To get back to our quixotic Cavalier; to date it has hosted a number of exhibitions, notably the British Contemporary Art one and the Fondazzjoni Patrimonju Malti's Maltese Antique Furniture one, both of which were highly memorable for different reasons. Since then so far as I am aware there has been nothing of that calibre. We have had exhibitions by local contemporary artists and plays put up in the delightfully intimate Theatre in the Round but nothing really has taken me there apart from the showing of some artistic film. Not earth shattering stuff and not stuff to fill the Cavalier's empty coffers!
This is all very sad. While I am definitely against the Opera House site being used as a parliamentary building when an enormous fortress that would be an ideal site is falling into ruin at the tip of the Sceberras promontory, under the circumstances I simply cannot see it being made into either an opera house or a cultural centre either. On both a financial and pragmatic level this would be sheer folly.
While we spend millions of liri on a Dar Malta in Brussels and plan grandiose parliamentary buildings and pour money into what seems like a bottomless pit to get the new hospital ready, Valletta itself is in shambles. The Labour government had the foresight and good taste to repave Republic Street but since then nothing has been done and its state deteriorates daily. What other palace of a Head of State anywhere in the world has a major car park smack in front of it?

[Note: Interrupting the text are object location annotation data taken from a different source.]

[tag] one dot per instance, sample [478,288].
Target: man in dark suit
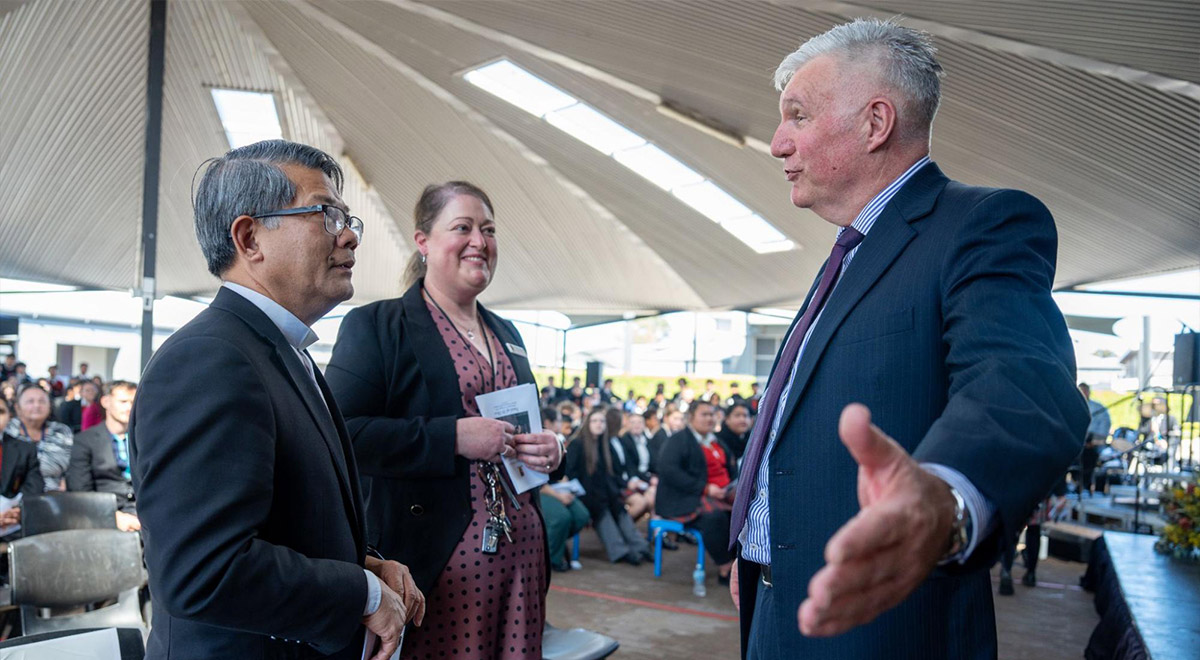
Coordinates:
[941,327]
[100,456]
[247,489]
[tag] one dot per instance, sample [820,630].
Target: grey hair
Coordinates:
[249,181]
[907,60]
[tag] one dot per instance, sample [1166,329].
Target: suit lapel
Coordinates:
[352,469]
[520,364]
[288,363]
[883,244]
[432,355]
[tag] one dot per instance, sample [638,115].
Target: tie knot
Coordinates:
[849,239]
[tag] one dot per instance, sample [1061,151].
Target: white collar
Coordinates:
[299,335]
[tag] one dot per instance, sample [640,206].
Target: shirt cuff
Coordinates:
[978,509]
[375,594]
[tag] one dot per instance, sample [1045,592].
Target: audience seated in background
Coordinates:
[696,484]
[100,456]
[563,514]
[19,469]
[735,430]
[624,467]
[52,439]
[588,461]
[78,397]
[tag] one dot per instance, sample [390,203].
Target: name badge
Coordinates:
[516,351]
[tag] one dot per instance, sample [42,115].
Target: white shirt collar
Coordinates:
[299,335]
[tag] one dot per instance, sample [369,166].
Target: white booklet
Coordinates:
[519,407]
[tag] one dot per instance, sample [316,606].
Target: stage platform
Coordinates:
[1149,604]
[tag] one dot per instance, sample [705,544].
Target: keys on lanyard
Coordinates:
[498,520]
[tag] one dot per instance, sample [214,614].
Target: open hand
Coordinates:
[539,451]
[886,551]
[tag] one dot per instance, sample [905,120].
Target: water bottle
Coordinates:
[697,580]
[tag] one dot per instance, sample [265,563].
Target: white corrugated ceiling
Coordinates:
[1090,105]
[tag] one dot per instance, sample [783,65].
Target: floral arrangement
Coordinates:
[1181,537]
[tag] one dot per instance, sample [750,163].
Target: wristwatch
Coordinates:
[960,529]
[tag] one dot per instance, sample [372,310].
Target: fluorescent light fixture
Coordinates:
[583,123]
[658,167]
[520,88]
[711,201]
[593,129]
[247,117]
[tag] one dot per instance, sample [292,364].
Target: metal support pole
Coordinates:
[562,376]
[155,66]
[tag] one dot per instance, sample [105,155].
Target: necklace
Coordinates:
[491,359]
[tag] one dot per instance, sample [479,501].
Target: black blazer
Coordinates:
[600,487]
[943,325]
[19,468]
[247,495]
[94,468]
[634,460]
[395,381]
[683,474]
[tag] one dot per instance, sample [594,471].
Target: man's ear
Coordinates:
[881,123]
[245,238]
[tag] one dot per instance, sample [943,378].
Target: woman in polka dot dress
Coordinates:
[406,373]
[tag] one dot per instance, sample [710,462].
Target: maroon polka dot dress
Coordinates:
[485,605]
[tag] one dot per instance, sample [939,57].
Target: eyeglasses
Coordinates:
[335,219]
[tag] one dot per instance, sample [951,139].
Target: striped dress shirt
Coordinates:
[755,537]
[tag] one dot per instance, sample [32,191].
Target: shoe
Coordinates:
[1006,583]
[1030,579]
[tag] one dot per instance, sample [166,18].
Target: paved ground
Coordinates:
[663,619]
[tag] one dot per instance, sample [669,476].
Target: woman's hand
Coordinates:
[484,439]
[539,451]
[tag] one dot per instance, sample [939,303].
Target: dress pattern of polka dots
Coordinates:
[485,605]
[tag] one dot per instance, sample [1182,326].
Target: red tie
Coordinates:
[849,239]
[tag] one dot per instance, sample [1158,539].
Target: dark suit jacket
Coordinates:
[247,495]
[943,325]
[600,487]
[94,468]
[19,468]
[395,381]
[683,474]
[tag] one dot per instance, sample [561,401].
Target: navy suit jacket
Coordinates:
[247,495]
[943,325]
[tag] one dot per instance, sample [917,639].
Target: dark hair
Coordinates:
[433,198]
[736,406]
[119,385]
[247,181]
[696,405]
[592,449]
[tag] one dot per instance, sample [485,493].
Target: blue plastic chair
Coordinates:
[658,527]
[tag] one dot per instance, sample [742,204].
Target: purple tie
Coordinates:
[846,241]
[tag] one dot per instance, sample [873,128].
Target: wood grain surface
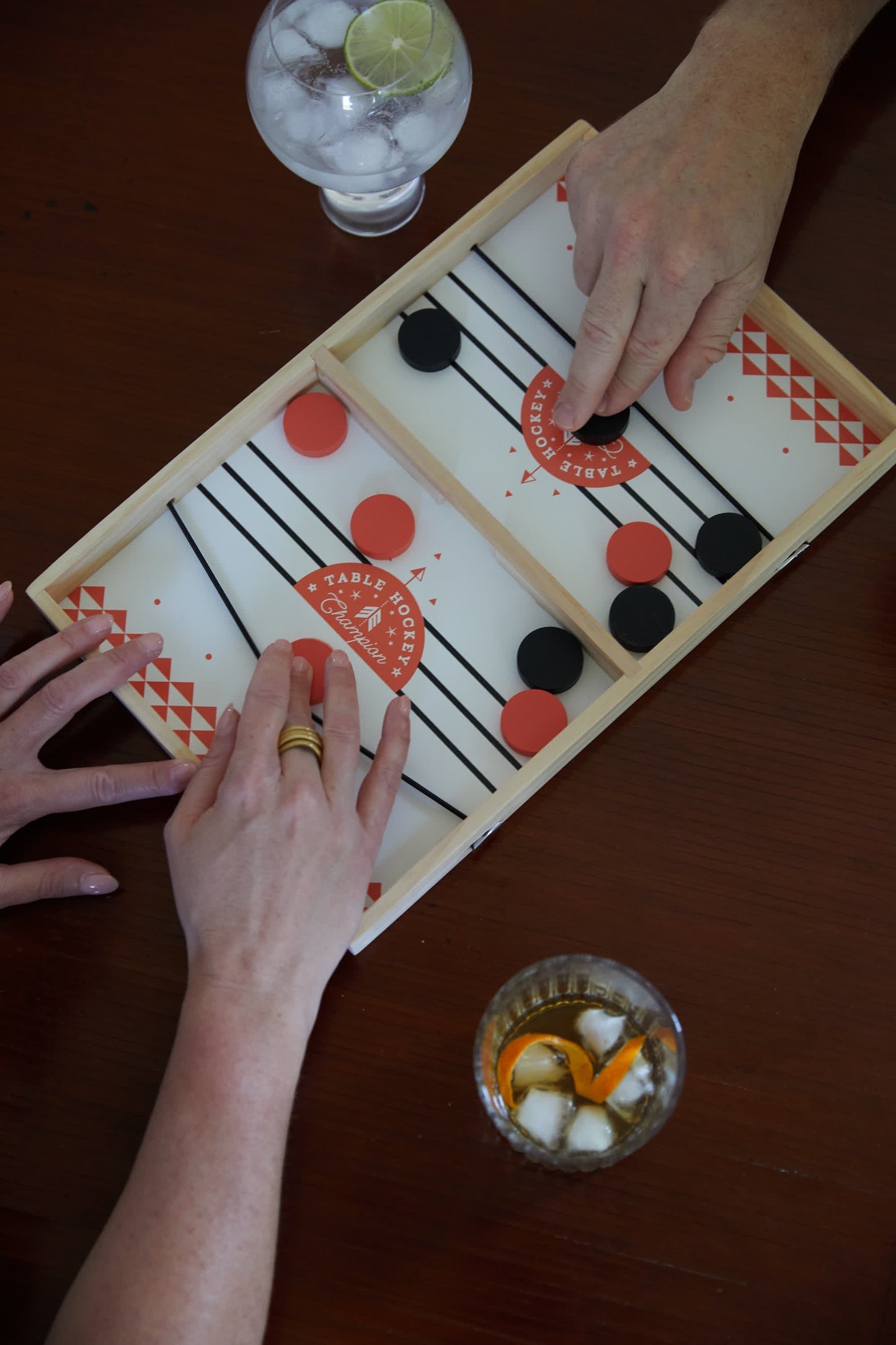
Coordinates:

We are way into our second year of EU membership. Neighbouring Palermo has benefited substantially from EU subsidies and when one remembers what it looked like only a decade ago, barely recovered from WWII, and what it is looking like now with EU funded restoration going at full swing, I am at a loss as to why our very unique capital city is not restored and maintained as it should be.
We have debated long and bitterly about what should be and not be done in Valletta; the Cavalier itself was a point of great controversy when it was being built and yet nobody has attempted to seriously get to grips with the problem.
The Centro Storico of any town or city in neighbouring Italy is maintained like a gem; simply because the Italians know that tourism is the jam on their bread and butter. Despite the fact that economically tourism is our bread, let alone the condiment that go with it, our historical and architectural heritage has to survive as best it can. That is what is called killing the goose that lays the golden eggs and the sooner the government and the people of Malta realise it the better.